有利子負債(短期借入金、長期借入金)は2,652百万円(前年度末比46百万円増)となりました。これは、短期借入金の純増が54百万円あり、また長期借入金の返済277百万円に対して、長期資金の借入れを270百万円実行したことによるものであります。
当第2四半期連結会計期間末の純資産は、1,173百万円となり、前年度末に比べ46百万円減少しました。これは、当第2四半期連結累計期間の親会社株主に帰属する四半期純損失が17百万円、配当金の支払いが23百万円であり、その他有価証券評価差額金が、株価の下落により、前年度末に比べ9百万円減少したこと等によるものであります。

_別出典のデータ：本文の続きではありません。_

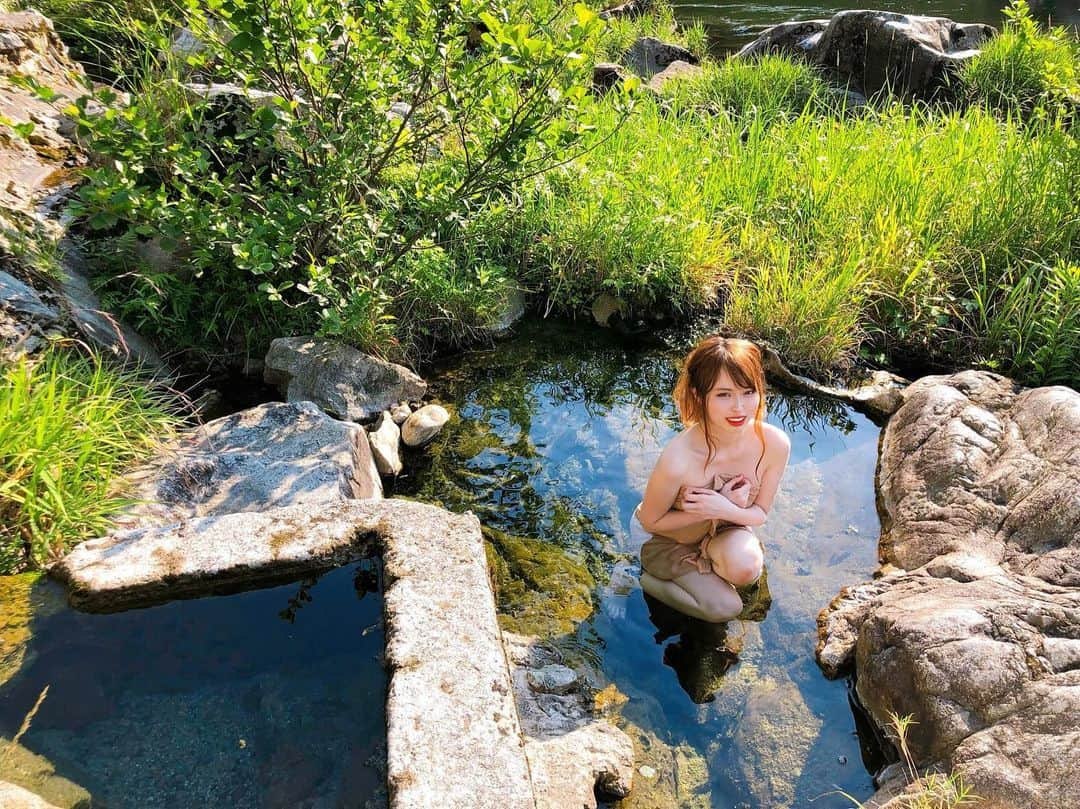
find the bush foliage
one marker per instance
(320, 196)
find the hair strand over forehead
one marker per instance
(702, 367)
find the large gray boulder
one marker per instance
(649, 56)
(974, 630)
(268, 456)
(343, 381)
(871, 51)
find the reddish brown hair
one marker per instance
(702, 367)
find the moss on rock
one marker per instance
(22, 598)
(540, 589)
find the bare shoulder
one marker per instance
(677, 456)
(778, 445)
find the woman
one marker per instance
(714, 482)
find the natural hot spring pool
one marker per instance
(271, 699)
(553, 436)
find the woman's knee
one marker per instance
(720, 606)
(744, 571)
(738, 557)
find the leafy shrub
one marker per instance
(378, 129)
(68, 427)
(1026, 70)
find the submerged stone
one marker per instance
(37, 774)
(265, 457)
(23, 598)
(540, 589)
(423, 425)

この結果、自己資本比率は、前年度末の23.1%から21.9%となり、1株当たり純資産額は100.84円から96.55円となりました。
(3)キャッシュ・フローの状況
当第2四半期連結累計期間における連結ベースの現金及び現金同等物(以下、「資金」という。)は、営業活動により19百万円の支出、投資活動により25百万円の支出、財務活動により23百万円の収入となり、資金は前年度末に比べ22百万円減少し、563百万円となりました。
(営業活動によるキャッシュ・フロー)
売上債権の増加により78百万円、たな卸資産の増加により55百万円減少し、税金等調整前四半期純損失14百万円、減価償却費85百万円等により、営業活動に使用した資金は19百万円となりました。(前第2四半期連結累計期間は60百万円の収入)
(投資活動によるキャッシュ・フロー)
有形固定資産の取得による支出19百万円及び無形固定資産の取得による支出3百万円であったこと等により、投資活動に使用した資金は25百万円となりました。(前第2四半期連結累計期間は113百万円の支出)
(財務活動によるキャッシュ・フロー)
短期借入金の純増が54百万円であり、長期借入金は、270百万円を借入れ、返済による支出が277百万円であった等により、財務活動で得られた資金は23百万円となりました。(前第2四半期連結累計期間は128百万円の収入)
(4) 経営方針・経営戦略等
(建設・梱包向)
釘は国内総需要の7割以上が輸入商品で賄われている品種であり、当社の販売量は、国内生産を増やしたこともあり、国内生産品が海外委託生産品(OEM)を上回る状況にあります。一方、釘の市場価格は多く輸入されている商品に引きずられる傾向にあり、競争力が低下しているという現実があります。長年の経験に培われた当社の技術力・開発力・品質管理能力は、高付加価値品の製造においては圧倒的な優位性を保っています。またOEM商品の品質安定にも大きく寄与していることを生かし、販売量の増大と付加価値製品の拡大を図り、最大限の生産量を確保してまいります。汎用品から高付加価値品に至るまで、お客様の様々なニーズにお応えできる企業として勝ち残っていくため、売上高の拡大とコスト削減を実現し、収益力のレベルアップを図ってまいります。
具体的施策は以下の通りです。
①売上高の拡大
1.組織営業力を強化し、綿密な営業戦略により新たなる販路を拡大し、売上げの増大を図ります。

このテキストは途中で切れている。